I am ok either way (ie, flush or commit), but I think we need to define
exact semantics, and I think there is some subtle thing to consider:
1) flush(Options)
Example:
send(...)
send(...)
flush(ignoreErrors)
// at this point, we know that all Futures are completed and all
Callbacks are executed, and we can assume that all user code checking
for errors did execute, before `commitTx` is called
// I consider this option as safe
commitTx()
2) commitTx(Option)
Example:
send(...)
send(...)
// when commitTx is called, there is still pending Futures and not
all Callbacks are executed yet -- with the implicit flush, we know that
all Callbacks are executed, but even for this case, the user could only
throw an exception inside the Callback to stop the TX to eventually
commit -- Futures cannot be used to make a decision to ignore error and
commit or not.
// I consider this option not as safe
commitTx(igrnoreErrors)
3a) required flush + commitTx(Option)
Example:
send(...)
send(...)
flush()
// at this point, we know that all Future are completed and all
Callbacks are executed, and we can assume that all user code checking
for error did execute, before `commitTx` is called
// I consider this option as safe
commitTx(ignoreErrors)
3b) missing flush + commitTx(Option)
Example:
send(...)
send(...)
// as flush() was not called explicitly, we should ignore
`ignoreErrors` flag and always throw an exception if the producer is in
error state, because we cannot be sure that the user did all required
check for error handling
commitTx(ignoreErrors)
The only issue with option (3) is, that it's more complex and semantics
are more subtle.

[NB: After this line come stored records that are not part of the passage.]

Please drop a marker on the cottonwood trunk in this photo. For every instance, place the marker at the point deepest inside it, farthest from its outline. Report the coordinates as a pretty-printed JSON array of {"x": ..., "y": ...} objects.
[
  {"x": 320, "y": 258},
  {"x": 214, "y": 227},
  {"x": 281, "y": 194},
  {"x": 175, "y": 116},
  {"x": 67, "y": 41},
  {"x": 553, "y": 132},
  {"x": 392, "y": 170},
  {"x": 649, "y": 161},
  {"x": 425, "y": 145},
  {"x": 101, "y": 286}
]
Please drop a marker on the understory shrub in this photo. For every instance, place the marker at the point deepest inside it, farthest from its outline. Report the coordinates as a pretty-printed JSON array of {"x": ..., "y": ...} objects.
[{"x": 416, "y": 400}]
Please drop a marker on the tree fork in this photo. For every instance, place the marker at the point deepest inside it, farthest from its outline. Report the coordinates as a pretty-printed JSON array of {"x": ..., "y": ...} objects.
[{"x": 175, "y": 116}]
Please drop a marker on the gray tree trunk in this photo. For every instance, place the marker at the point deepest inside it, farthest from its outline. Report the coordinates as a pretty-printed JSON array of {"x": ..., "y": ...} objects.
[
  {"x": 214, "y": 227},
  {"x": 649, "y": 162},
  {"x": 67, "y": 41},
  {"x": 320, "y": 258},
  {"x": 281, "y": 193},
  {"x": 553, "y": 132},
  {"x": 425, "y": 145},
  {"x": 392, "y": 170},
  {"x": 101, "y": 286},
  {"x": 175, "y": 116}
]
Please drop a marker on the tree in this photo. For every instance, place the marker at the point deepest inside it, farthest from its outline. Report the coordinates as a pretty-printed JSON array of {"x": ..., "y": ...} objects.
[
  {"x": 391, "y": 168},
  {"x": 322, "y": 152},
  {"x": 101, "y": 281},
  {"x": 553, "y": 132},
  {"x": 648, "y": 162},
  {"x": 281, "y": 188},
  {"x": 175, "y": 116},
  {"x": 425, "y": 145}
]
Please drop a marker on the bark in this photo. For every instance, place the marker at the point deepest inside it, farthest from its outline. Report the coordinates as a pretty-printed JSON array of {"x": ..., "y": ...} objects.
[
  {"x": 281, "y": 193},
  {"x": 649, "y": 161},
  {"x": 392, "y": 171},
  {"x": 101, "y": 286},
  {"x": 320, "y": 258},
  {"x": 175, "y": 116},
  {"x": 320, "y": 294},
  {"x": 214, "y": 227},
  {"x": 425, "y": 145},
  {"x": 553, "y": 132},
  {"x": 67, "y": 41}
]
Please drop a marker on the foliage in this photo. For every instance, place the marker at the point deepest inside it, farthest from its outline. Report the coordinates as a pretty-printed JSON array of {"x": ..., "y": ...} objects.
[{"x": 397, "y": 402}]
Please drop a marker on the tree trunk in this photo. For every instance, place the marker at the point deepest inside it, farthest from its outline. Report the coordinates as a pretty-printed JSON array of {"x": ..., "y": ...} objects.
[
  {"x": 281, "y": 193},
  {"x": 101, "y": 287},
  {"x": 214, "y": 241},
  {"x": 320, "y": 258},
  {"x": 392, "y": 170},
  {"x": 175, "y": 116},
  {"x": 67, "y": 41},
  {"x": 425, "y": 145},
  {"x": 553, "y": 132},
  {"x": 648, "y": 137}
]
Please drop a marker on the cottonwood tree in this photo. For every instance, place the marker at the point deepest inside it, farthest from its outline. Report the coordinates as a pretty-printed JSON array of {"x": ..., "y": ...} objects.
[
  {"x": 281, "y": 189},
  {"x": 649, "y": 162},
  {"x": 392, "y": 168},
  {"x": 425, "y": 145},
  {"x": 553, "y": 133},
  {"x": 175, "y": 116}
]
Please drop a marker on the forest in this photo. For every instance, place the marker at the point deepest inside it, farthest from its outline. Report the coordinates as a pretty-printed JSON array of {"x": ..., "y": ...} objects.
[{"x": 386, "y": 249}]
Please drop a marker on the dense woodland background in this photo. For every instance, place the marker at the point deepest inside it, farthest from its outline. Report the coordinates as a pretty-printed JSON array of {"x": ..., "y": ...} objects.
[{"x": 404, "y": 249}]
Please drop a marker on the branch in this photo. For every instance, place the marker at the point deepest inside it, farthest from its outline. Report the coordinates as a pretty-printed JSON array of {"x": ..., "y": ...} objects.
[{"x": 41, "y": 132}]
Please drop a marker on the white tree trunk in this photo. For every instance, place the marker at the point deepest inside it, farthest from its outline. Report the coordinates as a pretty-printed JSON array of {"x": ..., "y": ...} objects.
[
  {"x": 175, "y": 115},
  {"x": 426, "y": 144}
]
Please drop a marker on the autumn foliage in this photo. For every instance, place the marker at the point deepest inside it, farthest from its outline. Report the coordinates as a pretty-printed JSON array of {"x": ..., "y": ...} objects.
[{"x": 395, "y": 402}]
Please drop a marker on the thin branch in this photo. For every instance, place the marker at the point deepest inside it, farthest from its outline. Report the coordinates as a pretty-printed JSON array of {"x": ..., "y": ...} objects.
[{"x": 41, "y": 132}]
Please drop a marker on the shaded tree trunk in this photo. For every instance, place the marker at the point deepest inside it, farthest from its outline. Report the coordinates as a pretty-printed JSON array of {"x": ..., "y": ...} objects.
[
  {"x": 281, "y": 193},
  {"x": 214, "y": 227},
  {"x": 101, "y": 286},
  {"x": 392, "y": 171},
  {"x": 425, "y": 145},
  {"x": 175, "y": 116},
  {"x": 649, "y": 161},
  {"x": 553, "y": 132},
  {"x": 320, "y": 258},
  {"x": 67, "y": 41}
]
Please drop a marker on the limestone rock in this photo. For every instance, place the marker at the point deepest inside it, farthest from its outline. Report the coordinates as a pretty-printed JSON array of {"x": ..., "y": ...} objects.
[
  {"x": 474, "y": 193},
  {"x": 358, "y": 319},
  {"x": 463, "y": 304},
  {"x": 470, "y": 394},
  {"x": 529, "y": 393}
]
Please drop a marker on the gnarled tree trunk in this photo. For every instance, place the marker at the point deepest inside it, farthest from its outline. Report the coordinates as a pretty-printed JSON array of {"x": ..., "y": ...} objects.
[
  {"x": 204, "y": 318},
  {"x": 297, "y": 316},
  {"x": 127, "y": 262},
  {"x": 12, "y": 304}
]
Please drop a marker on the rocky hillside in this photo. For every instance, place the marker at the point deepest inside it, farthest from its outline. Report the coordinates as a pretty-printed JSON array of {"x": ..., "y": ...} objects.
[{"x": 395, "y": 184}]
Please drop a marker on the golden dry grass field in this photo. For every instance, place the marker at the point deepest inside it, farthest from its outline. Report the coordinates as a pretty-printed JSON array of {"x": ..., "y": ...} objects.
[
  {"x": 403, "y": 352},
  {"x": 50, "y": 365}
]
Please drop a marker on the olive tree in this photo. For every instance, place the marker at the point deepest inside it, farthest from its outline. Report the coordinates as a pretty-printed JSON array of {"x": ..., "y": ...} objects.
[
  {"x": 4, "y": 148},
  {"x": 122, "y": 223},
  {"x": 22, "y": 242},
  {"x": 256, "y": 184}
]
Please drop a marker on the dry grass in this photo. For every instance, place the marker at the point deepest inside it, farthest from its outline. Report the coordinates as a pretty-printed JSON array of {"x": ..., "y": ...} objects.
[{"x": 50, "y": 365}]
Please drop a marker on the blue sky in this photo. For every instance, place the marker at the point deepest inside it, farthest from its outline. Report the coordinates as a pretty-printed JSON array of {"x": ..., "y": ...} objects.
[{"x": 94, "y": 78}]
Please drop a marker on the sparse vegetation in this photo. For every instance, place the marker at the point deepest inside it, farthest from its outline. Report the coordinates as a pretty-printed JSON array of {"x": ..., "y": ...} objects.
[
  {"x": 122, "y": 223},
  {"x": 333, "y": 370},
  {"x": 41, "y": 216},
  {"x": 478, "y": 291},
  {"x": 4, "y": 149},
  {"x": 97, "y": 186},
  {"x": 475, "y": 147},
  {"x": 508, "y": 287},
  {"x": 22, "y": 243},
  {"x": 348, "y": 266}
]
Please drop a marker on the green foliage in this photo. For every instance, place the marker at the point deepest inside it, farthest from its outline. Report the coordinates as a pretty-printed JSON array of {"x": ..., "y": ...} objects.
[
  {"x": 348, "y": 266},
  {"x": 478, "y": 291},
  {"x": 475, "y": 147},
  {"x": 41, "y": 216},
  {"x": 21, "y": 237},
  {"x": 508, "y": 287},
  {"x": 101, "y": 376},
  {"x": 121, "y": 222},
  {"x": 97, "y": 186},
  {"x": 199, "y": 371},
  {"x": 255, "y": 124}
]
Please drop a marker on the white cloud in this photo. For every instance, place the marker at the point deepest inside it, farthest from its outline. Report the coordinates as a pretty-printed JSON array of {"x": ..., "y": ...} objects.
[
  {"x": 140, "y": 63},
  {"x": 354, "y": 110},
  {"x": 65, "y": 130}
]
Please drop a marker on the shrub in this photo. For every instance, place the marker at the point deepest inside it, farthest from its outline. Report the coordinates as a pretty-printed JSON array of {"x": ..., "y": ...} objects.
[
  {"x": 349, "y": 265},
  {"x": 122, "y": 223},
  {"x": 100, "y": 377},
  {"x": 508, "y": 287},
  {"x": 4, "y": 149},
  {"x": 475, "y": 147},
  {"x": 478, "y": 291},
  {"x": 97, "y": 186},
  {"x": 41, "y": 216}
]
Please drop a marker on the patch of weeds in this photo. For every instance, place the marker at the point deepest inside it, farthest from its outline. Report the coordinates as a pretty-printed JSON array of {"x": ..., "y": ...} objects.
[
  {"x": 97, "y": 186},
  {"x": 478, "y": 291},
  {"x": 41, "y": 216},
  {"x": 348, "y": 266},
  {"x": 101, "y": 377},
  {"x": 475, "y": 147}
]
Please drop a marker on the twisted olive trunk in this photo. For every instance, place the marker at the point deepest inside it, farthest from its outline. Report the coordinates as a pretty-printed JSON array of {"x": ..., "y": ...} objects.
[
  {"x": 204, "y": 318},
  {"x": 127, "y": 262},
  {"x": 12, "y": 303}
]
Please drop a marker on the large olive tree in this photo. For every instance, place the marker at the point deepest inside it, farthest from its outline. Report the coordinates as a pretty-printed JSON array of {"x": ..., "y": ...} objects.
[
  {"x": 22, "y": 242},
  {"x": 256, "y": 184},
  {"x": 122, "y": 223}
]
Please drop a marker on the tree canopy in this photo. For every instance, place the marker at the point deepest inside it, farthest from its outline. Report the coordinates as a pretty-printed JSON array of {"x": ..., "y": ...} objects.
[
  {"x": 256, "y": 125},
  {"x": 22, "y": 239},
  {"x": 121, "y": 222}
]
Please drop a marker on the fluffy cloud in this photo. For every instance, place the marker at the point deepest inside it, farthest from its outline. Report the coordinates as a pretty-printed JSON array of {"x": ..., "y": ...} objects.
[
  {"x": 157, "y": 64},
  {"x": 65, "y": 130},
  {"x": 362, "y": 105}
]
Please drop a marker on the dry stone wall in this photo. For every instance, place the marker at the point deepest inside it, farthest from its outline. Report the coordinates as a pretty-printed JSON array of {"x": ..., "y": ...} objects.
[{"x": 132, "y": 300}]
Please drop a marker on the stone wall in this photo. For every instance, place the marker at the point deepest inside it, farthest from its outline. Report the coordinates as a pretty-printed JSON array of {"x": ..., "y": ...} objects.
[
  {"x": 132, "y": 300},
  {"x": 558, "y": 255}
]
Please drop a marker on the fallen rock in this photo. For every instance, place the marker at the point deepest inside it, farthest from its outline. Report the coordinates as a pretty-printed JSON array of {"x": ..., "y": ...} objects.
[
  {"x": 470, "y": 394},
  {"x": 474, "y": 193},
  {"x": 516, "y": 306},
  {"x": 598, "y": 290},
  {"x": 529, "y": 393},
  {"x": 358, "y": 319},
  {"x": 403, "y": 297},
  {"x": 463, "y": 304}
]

But it might be the a good (necessary?) bridge between
(1) and (2): (3) is semantically sound (we ignore errors via passing a
flag into commitTx() instead of flush()), and at the same time safe (we
force users to explicitly flush() and [hopefully] do proper error
handling, and don't rely in am implicit flush() during commitTx() which
might be error prone).
(Also need to find a good and descriptive name for the flag we pass into
`commitTx()` for this case.)
-Matthias
On 6/24/24 8:51 AM, Andrew Schofield wrote:
Hi Chris,
That works for me too. I slightly prefer an option on flush(), but what you
suggested
works too.
Thanks,
Andrew
On 24 Jun 2024, at 15:14, Chris Egerton <chr...@aiven.io.INVALID> wrote:
Hi Andrew,
I like a lot of what you said, but I still believe it's better to override
commitTransaction than flush. Users will already have to manually opt in to
ignoring errors encountered during transactions, and we can document
recommended usage (i.e., explicitly invoking flush() before invoking
commitTransaction(ignoreRecordErrors)) in the newly-introduced method. I
don't believe it's worth the increased cognitive load on users with
non-transactional producers to introduce an overloaded flush() variant.
Cheers,
Chris
On Mon, Jun 24, 2024 at 9:39 AM Andrew Schofield <andrew_schofi...@live.com>
wrote:
Hi Alieh,
Thanks for driving this. Unfortunately, there are many parts of the API
which
are a bit unfortunate and it’s tricky to make small improvements that
don’t have
downsides.
I don’t like the idea of using a configuration because configuration is
often
outside the application and changing the behaviour of someone else’s
application
without understanding it is risky. Anything which embeds a transactional
producer
could have its behaviour changed unexpectedly.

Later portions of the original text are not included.